9.4 bn levs is the state debt of Bulgaria

euinside, 5 February 2010

The accumulated external and internal debt of Bulgaria by the end of December 2009 was approximately 9.4 bn levs (4.8 bn euro), according to the data of Industry Watch Bulgaria. Compared to a year earlier, the state debt is almost unchanged. Currently the debt has increased from 14.2 to 14.4%. The fiscal reserve has dropped by 709 mn levs (363.58 mn euro) compared to the end of 2008 and is now 7.7 bn levs (3.94 bn euro) which is a fall from 12.6 to 11.4%.

In 2009 the debt of the private sector to the banks in Bulgaria has reached 50.6 bn levs (25.94 bn euro). This calculation is average for the year and does not concern only the volumes made in the end of the year. Compared to 2008 the debt of the private sector is increasing by 5.6 bn levs (2.87 bn euro). Over 60% of this increase is the share of the credits for the business. Households have increased their debt to banks by 2.2 bn levs (1.12 bn euro). The largest share of this debt is of mortgages. In 2009 they accounted for a little over 8 bn levs (4.10 bn euro) on the average.

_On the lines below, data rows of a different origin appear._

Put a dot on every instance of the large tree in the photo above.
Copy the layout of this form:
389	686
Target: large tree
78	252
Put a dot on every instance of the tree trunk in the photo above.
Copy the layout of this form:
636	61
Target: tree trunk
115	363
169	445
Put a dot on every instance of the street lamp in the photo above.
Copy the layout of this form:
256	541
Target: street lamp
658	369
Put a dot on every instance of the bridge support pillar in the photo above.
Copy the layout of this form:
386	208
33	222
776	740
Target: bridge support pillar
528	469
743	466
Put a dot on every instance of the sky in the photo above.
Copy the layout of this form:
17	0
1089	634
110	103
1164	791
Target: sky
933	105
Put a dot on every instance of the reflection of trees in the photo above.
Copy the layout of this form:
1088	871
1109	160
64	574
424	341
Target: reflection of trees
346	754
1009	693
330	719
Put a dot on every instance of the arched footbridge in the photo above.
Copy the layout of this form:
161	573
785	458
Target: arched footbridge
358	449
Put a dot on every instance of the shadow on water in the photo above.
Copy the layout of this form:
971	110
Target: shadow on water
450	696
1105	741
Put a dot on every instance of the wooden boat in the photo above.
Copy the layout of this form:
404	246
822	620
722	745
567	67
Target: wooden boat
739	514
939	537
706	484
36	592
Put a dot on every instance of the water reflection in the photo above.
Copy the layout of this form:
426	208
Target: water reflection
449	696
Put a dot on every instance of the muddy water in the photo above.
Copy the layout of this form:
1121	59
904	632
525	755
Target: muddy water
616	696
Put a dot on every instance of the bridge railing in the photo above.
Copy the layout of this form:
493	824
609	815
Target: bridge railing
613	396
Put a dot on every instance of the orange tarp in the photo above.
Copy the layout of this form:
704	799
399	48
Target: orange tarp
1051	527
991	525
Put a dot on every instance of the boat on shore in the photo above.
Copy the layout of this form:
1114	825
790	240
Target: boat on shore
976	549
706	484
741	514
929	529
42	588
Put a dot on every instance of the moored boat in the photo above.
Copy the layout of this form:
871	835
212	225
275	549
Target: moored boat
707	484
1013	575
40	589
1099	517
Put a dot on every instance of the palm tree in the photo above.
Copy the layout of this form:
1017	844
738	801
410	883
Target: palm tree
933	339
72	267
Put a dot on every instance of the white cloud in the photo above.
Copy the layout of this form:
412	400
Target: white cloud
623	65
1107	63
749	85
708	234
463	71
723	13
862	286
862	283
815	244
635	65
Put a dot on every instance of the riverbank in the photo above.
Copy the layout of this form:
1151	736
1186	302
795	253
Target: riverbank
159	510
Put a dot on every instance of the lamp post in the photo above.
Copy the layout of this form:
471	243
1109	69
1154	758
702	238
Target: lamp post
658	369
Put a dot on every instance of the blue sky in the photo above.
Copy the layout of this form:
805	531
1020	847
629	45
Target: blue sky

The number of the registered people without jobs by the end of 2009 has reached 338,000 (out of less than 7 bn people population of which some 3 mn eligible for work) people which is with 106,000 more compared to the end of 2008. It is interesting, as Industry Watch shows, that on an annual basis the increase of unemployment is relatively constant - the increase was similar in November 2009, compared to November 2008. This can be interpreted as a signal that the highest levels of unemployment have been reached already, the analysts from Industry Watch have commented. According to their initial forecast for 2010 in the months with highest unemployment, the number of the registered jobless people would remain around 350,000.

Another interesting fact is shown - the comparison with the end of 2006 when the level of unemployment was almost identical with the end of 2009. Then, however, almost 200,000 or two thirds of the unemployed were without jobs for more than a year. Now their number is 87,000 - which means that the share of the long-term unemployed has dropped by one fourth.